Prior to thrombectomy, digital subtraction angiography was performed to define the angiographic architecture of the occluded vascular segment. The mTICI score was recorded from each attempt and at the completion of the procedure by the local investigator. Angiographic success was defined as achieving thrombolysis in cerebral infarction (mTICI) grade 2b (50–89% reperfusion), mTICI 2c (90–99% reperfusion), or mTICI 3 (100% reperfusion). Clinical assessments were performed by an independent neurologist, using the National Institutes of Health Stroke Scale (NIHSS) and modified Rankin scale (mRs) were performed at 5–7 days post-procedure or discharge, whichever came first, as well as at 30 days ( + /- 5days) and 90 days ( + /-14 days).
Computed tomography (CT) imaging was obtained 24 h (+/- 6 h) post-procedure to assess for any hemorrhage. Hemorrhage was assessed as symptomatic if there was an intracerebral hemorrhage associated with a neurologic deterioration of ≥ 4 points on the NIHSS score from the baseline score, or it was assessed as asymptomatic.
Primary effectiveness was judged by the ability of the device to achieve ≥ mTICI 2b in the target vessel after three or fewer passes of the device and before use of an adjunctive thrombectomy device. A key secondary effectiveness measure was the mTICI 2c-3 fist pass reperfusion. Key secondary outcome measures included: Functional independence, defined as an mRS score ≤ 2 at 90 days, embolization in a previously uninvolved territory on angiogram. incidence of device-related serious adverse events, symptomatic and asymptomatic intracranial hemorrhage, procedure related mortality rate at 7 days and all-cause mortality at 90 days.

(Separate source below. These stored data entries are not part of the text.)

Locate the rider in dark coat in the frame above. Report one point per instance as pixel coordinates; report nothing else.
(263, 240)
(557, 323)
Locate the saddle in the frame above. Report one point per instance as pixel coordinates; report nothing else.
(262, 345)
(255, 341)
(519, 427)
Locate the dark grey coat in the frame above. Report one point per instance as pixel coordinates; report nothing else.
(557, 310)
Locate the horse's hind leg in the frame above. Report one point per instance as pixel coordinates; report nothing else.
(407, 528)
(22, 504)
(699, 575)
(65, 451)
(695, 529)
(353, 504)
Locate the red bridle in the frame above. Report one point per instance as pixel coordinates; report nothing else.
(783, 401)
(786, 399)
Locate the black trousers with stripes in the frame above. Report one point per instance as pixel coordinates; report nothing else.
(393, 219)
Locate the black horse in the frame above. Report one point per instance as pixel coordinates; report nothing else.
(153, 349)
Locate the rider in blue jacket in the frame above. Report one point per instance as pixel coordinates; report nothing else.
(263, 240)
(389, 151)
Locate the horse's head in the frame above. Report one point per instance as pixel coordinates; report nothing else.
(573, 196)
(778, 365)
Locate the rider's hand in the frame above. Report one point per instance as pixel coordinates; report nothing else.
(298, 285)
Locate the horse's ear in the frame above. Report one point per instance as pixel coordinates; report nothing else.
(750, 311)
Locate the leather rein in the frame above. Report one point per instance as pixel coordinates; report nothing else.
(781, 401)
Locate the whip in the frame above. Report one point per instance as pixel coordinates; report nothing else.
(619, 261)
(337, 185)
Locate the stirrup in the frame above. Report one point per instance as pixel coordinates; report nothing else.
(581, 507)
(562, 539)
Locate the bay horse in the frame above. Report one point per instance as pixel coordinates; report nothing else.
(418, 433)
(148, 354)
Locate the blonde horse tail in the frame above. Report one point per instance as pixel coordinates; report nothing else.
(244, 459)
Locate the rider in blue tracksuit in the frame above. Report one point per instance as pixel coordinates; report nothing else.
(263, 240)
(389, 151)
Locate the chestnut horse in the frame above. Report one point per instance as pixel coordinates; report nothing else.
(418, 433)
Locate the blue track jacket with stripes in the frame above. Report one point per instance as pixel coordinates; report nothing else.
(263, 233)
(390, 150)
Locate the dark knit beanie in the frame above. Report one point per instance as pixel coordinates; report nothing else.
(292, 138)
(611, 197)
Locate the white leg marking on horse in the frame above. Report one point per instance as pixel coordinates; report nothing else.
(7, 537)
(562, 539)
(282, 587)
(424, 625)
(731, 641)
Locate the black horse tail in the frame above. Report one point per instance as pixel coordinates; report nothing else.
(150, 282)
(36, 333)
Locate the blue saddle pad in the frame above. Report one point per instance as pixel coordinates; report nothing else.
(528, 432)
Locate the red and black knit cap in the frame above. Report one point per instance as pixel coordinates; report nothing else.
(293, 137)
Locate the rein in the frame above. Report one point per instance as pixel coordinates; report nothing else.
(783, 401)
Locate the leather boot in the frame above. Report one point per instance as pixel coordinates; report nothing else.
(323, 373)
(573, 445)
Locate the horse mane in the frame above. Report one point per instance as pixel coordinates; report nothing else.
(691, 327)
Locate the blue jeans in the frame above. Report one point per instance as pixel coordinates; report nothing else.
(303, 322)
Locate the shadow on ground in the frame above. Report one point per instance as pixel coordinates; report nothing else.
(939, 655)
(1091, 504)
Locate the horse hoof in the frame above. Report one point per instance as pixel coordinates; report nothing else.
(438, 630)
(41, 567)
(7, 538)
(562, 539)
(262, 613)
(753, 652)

Demographics and baseline characteristics are summarized using descriptive statistics. Standard descriptive statistics for categorical endpoints are the number and percent of patients with each level of the endpoint. For numeric endpoints, the standard descriptive statistics include the number of non-missing observations (n), the mean and standard deviation (SD), or median and interquartile range (IQR).
Results
Patient baseline characteristics for the 30 patients enrolled in the study are summarized in Table 1. The mean age was 71.8 years, 16 (53%) were female, and the median (interquartile range [IQR]) baseline NIHSS was 15.5 (11–19.75). The median baseline ASPECT score was 8 (IQR, 8–9). The MCA M1 segment was the site of occlusion in 93% of the cases and the remaining 7% of cases were in the internal carotid artery.

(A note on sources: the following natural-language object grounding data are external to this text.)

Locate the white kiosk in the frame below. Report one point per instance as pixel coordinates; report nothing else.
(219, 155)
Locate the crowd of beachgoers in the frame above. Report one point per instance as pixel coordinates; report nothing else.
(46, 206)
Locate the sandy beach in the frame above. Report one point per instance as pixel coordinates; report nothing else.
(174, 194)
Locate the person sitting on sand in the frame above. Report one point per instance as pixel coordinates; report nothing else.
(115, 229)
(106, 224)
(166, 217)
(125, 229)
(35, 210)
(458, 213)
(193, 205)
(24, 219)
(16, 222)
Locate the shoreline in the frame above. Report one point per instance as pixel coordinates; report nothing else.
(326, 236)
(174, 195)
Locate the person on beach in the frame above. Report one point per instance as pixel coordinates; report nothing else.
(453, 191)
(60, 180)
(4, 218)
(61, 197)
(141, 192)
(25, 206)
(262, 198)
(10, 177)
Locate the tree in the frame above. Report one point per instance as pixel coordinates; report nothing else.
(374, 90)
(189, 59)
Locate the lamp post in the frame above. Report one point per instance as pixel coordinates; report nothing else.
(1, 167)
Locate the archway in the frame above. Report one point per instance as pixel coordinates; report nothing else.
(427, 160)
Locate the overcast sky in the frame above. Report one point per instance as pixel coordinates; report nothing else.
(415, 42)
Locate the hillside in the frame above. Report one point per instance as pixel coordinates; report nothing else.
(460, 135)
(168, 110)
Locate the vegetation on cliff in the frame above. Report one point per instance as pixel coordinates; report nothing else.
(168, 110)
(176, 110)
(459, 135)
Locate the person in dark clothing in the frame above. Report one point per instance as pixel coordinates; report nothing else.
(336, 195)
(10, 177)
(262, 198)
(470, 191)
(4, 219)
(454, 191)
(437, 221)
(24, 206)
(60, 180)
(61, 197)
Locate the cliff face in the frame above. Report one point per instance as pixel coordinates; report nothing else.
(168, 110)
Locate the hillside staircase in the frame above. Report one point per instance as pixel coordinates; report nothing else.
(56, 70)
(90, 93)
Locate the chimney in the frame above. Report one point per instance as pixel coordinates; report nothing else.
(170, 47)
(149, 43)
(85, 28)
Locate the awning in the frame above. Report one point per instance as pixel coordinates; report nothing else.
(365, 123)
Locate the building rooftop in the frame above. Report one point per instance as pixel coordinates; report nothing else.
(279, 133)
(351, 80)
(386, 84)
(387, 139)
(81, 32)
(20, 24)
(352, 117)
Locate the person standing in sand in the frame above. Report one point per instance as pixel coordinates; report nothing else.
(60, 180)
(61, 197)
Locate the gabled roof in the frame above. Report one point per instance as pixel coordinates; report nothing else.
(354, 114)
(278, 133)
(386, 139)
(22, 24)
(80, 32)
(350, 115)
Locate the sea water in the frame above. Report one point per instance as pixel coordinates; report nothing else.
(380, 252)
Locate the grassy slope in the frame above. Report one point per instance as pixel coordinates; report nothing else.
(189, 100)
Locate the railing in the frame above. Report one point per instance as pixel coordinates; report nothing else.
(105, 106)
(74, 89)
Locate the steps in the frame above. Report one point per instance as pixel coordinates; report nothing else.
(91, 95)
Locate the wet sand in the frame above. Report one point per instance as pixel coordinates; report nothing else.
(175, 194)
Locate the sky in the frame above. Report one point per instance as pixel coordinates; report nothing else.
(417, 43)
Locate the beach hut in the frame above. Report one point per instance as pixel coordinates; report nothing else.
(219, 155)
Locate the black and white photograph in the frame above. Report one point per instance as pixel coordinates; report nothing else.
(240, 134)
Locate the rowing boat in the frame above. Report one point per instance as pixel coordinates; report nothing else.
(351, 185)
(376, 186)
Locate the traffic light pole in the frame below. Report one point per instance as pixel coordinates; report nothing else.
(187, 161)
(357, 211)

Baseline characteristics of patients.
Values are mean (SD), median (IQR), or n (%). ASPECT: Alberta Stroke Program Early CT Score for MCA territory stroke; CT: computed tomography; IQR: interquartile range; NIHSS: National Institutes of Health Stroke Scale.
The median time from symptom onset to puncture was 184 min (IQR, 124–242). Four patients (13%) received intravenous tPA before endovascular therapy. A balloon guide catheter (BGC) was used in 80% of cases (50% BGC alone, 30% BGC plus distal aspiration catheter).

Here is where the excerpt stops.